Large language models are changing the way humans and machines interact, but could engineering prompts for LLMs ever become a career in its own right?
First, there was machine code: the lowest-level CPU interface that programmers could access. Then came assembly languages, freeing programmers from the tedium of memorizing numeric codes and calculating addresses. After that came the high-level languages, starting with Fortran, which made the programmer’s job even easier by introducing elements of natural language. Today, there are hundreds of high-level languages, each with its own applications, advantages and advocates.
But what about tomorrow?
The rise of foundation models—large machine learning (ML) models trained on huge volumes of data—is transforming the way humans and machines interact before our eyes. People with no programming knowledge or experience can use these models to create their own code from requests made entirely in natural language. Of course, the quality of the code varies, as do model outputs in general.
Programming novices are beginning to appreciate the well-worn concept of garbage in, garbage out (GIGO). As a result, a new discipline is emerging in response to the rise of foundation models like OpenAI’s ChatGPT. Welcome to the world of prompt engineering!
If you work in any proximity to ChatGPT and its ilk, you probably don’t need to scroll far in your LinkedIn feed to find references to prompt engineering, typically in the form of sage advice from self-described experts on how to take your artificial intelligence (AI) game to the next level. It seems like more than a coincidence that these tend to be the same people who would have been pushing NFTs a few years ago. That might lead you to wonder whether this is a legitimate skill or just more marketing pablum.

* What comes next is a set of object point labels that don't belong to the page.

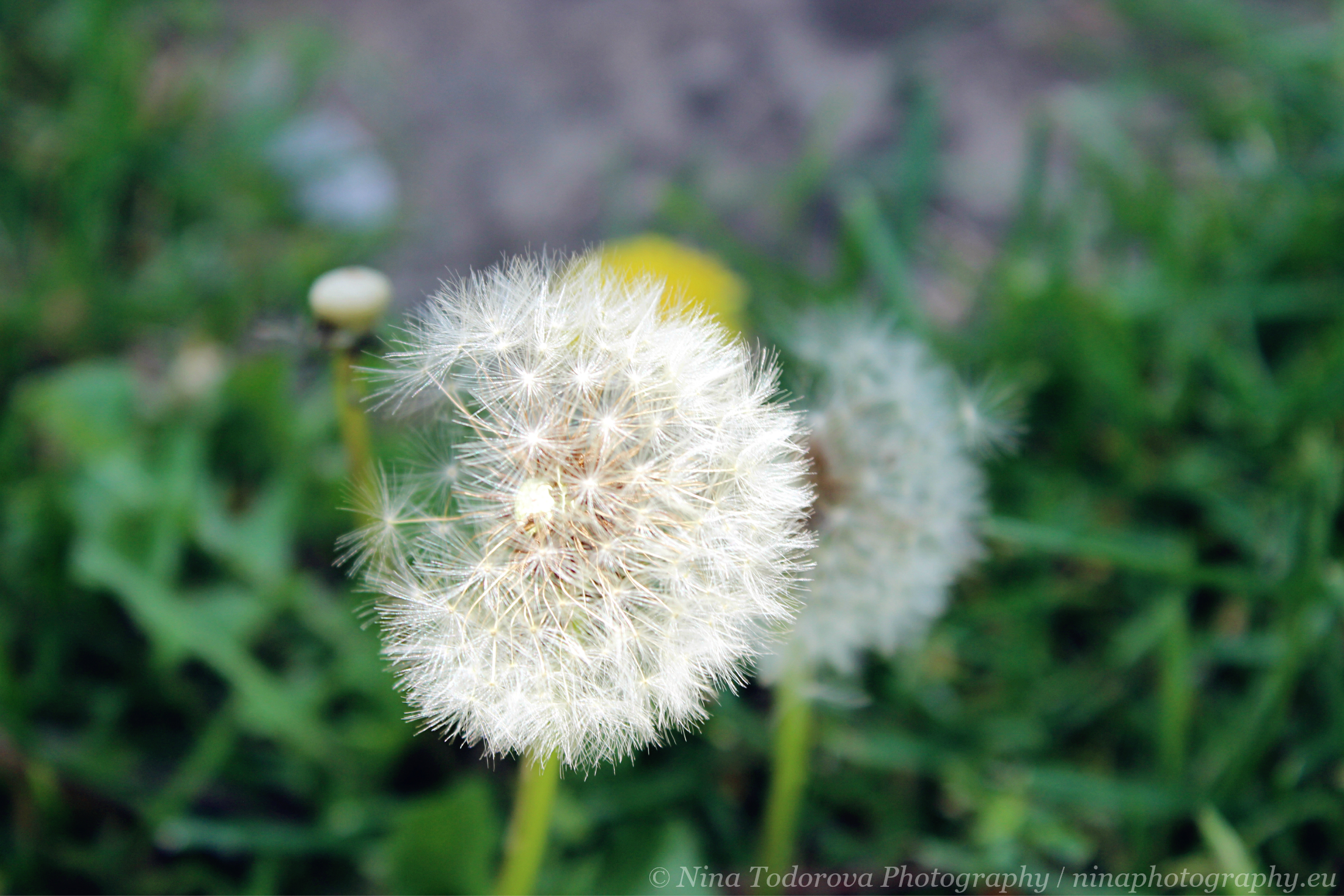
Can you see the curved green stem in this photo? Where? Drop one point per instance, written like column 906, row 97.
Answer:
column 788, row 773
column 354, row 425
column 527, row 829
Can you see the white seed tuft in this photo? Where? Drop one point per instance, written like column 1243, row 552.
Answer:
column 623, row 523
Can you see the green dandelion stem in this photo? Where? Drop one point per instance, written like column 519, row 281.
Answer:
column 350, row 414
column 527, row 829
column 788, row 773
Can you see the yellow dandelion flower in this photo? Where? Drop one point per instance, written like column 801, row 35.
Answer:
column 694, row 279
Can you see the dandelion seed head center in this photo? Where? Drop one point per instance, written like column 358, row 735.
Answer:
column 534, row 500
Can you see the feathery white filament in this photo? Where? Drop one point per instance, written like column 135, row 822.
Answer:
column 898, row 492
column 623, row 519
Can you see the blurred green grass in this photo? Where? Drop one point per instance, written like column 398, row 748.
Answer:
column 1148, row 668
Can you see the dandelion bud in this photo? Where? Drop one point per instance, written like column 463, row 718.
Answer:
column 350, row 299
column 620, row 524
column 898, row 492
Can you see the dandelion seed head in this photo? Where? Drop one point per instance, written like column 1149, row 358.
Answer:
column 612, row 543
column 898, row 492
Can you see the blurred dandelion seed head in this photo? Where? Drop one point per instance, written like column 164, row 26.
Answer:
column 898, row 492
column 623, row 524
column 694, row 280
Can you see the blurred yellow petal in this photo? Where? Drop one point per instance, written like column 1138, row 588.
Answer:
column 694, row 279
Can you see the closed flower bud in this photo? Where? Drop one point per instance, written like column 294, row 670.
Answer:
column 350, row 299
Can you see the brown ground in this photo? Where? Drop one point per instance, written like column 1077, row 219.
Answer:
column 516, row 124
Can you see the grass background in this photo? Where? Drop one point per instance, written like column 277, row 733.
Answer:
column 1148, row 668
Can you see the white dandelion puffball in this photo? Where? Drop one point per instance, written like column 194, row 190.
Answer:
column 610, row 516
column 898, row 490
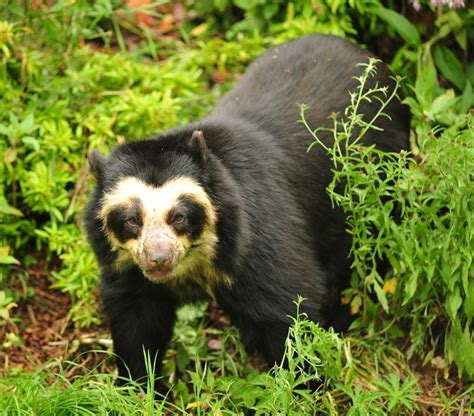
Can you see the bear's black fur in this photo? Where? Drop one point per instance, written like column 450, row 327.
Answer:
column 278, row 235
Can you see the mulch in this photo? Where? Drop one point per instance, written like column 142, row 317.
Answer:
column 41, row 330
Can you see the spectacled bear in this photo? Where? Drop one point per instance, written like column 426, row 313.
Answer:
column 233, row 207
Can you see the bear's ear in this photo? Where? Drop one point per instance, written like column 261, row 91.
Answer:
column 97, row 163
column 197, row 143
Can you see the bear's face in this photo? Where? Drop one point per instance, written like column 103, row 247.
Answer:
column 154, row 210
column 165, row 230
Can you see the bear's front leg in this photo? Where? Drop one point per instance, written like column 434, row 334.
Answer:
column 141, row 318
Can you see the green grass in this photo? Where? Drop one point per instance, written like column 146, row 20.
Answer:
column 81, row 76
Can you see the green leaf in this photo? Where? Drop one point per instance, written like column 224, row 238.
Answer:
column 453, row 303
column 449, row 65
column 469, row 301
column 381, row 296
column 10, row 155
column 426, row 79
column 467, row 98
column 400, row 24
column 443, row 102
column 8, row 210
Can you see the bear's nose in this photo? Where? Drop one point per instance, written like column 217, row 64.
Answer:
column 161, row 258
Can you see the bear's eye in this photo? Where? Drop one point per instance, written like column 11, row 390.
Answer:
column 178, row 219
column 132, row 223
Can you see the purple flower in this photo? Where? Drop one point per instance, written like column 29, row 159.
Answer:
column 416, row 4
column 452, row 4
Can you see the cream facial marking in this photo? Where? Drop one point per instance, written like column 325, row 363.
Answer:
column 161, row 251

To put the question another way: Is prompt engineering really engineering?
The answer, as it turns out, is more complicated than a simple ‘Yes’ or ‘No’.
An Introduction to Prompt Engineering
Context is the core of prompt engineering. Since large language models (LLMs) can temporarily learn from prompts, users that provide an LLM with a sufficient amount of context through their prompts should get better outputs than those who do not. What does “a sufficient amount of context” look like? That’s where prompt engineering is supposed to come in.
The simplest example of a prompt—also known as zero-shot prompting—involves giving a model some input data and a description of the expected output. For example, an engineer could provide an LLM with a series of electrical waveforms and ask it to classify that data into distinct categories, such as normal operation, voltage sag, voltage swell, harmonics and transients.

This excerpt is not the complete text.